I tried to avoid the difficult area of feminine behaviour in my letter, since it is the area above all which is so susceptible to subliminal influence and not one of great value in this area of argument.
I also tried extremely hard (from an initial position of reasonable neutrality) to bring up my children (four girls and three boys) in a non-gender assignment manner. I think that I was reasonably successful in this. However, the one to exhibit the most generally accepted feminine behaviour patterns from a very early age has been my AIS daughter.
I do not want to be unfair and "pull rank" in the matter of watching my children grow but they have been such an influence on my beliefs about gender and personality behaviour that I must do so. I was a confirmed and implacable environmental behaviourist until I watched major personalities in tiny infants mature but not alter in all my own children as they grew and developed in their own ways despite all that I could do!
However the argument about femininity is insoluble and reiterative. I will move on.
1. I must say quite forthrightly that you have your facts wrong about AIS. I don't know what it is that you are confusing AIS with since there are so many possibilities (apparently closely related). Steroids may cause the growth of facial hair through the effects of testosterone to which they are converted in the body. Since the whole point of AIS is that the person cannot respond to androgen those growing facial hair as a result of, or a reason for, steroid use do not have AIS.
It is this aspect of AIS physiology which gives rise to the para-myth of AIS women as being super-female. Since they cannot respond to testosterone at all they have no characteristics of maleness and cannot have (if one accepts that male-characteristic behaviour or structure is caused by testosterone (which, simply, it is)). Since all non-AIS women can respond to testosterone, all non-AIS women have aspects of their hormonally influenced (i.e. each and every) structure and function which are male as a consequence. And AIS women do not.
2. The foetus not influenced by testosterone is female in phenotype (visual, apparent gender). I apologise for misleading by inadequate definition.
I also apologise for not reading "Mutilation". I will do so. My attention had been drawn to your AIS remarks.
3. If you insist that it is the genotype which is the implacable definer of gender, you accept therefore that a person of XX genes with a penis, scrotum, beard, deep voice, broad shoulders, narrow hips, male muscle development [and potentially unpleasant personal habits :-)] is female. Not many would wholeheartedly agree with you. I accept the academic biological argument. It is the resultant social (in the broadest sense) difficulties which can wreak havoc with lives.
4. Yes, I do accept the existence of an intermediate gender. I object, as do you, and as do most of those who are genitally intermediate, to the forced imposition of a female situation by doctors simply because the person is not a genitally standard male.
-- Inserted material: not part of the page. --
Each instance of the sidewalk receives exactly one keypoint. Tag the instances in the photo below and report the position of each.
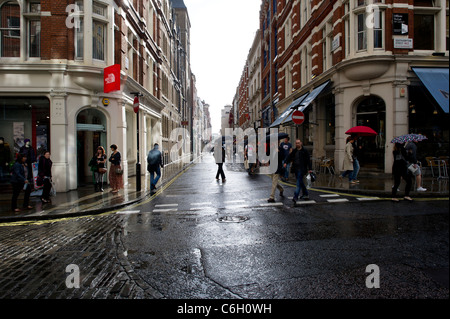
(84, 201)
I grant them the power to be themselves rather than imperfect males (or indeed females).
I am grateful to you for the opportunity to further discuss your statements. I am interested in virtually everything to which I have ever been exposed and would enjoy pursuing any and all of our discussion ad infinitum and probably nauseam. You have lots of other things to do and I am retired due to cancer however. Could I ask you, for the sake of accuracy (and fairness to others) to check what you plan to say about AIS with those who know about AIS before your second edition. If I am still alive I should be happy to help or please contact the AIS support group (http://www.medhelp.org/www/ais - [now moved to www.aissg.org]).
Very best wishes
We asked his permission to post his correspondence on our web site. He replied, "I'm surprised that you think it worthwhile. On more mature consideration it appears that she is a complete berk and my letters to her should have been more straightforward."